Tambahan 30 juta pekerja
Sudirman menyebutkan, pada 2019 jumlah usia produktif di Indonesia mencapai 67% dari total penduduk di Indonesia. Sekitar 45% dari 67% usia produktif tersebut berusia 15-34 tahun. Sedangkan pada 2030, Indonesia juga akan memasuki masa bonus demografi, di mana populasi usia produktif diperkirakan akan bertambah sebanyak 30 juta orang. Sehingga kebutuhan lapangan kerja semakin besar.

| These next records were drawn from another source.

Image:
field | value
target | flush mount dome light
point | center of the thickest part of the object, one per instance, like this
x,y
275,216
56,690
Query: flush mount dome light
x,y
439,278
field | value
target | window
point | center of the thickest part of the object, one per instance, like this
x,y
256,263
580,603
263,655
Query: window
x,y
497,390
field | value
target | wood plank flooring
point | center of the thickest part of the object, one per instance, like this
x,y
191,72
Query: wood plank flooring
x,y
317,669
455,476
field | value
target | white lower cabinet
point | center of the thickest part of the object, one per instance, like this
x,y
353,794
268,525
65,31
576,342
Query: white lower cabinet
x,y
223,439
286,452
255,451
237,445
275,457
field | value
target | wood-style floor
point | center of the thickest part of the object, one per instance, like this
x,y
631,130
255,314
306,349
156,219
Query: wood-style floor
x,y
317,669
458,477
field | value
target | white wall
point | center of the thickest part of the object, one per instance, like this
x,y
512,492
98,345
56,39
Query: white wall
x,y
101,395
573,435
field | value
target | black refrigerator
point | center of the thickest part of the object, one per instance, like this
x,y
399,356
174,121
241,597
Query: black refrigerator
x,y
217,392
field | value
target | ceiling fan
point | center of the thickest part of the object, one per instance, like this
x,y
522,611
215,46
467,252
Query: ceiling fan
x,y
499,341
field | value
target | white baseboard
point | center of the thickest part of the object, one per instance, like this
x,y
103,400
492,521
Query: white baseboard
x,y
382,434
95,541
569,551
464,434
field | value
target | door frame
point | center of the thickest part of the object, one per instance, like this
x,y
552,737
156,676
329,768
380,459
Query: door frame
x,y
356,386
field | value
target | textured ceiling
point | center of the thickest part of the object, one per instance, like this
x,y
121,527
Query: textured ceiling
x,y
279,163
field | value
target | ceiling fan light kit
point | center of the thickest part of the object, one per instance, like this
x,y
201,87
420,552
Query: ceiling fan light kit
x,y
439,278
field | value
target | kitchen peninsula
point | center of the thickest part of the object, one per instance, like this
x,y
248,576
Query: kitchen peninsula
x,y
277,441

Industri terbesar di Indonesia masih makanan dan minuman yang menyumbang hampir sepertiga dari output manufaktur negara itu tahun lalu. Ini diikuti oleh kontribusi 11% dari produk-produk terkait minyak bumi, sekitar 9% masing-masing berasal dari industri otomotif, kimia, dan elektronik. Sedangkan industri tekstil dan pakaian jadi menyumbang 6% dari total output.
“Karena itu, dari hasil pemetaan industri manufaktur, pemerintah memutuskan untuk fokus pada lima industri utama yang dipilih berdasarkan dua kriteria,” ungkap Sudirman.
Pertama, kelayakan implementasi berkenaan dengan kondisi infrastruktur dalam industri serta kesiapan produsen untuk mengadopsi teknologi baru. Kriteria kedua, didasarkan pada dampak yang diproyeksikan ditentukan oleh kontribusi terhadap pertumbuhan PDB yang akan diterapkan oleh reformasi industri 4.0.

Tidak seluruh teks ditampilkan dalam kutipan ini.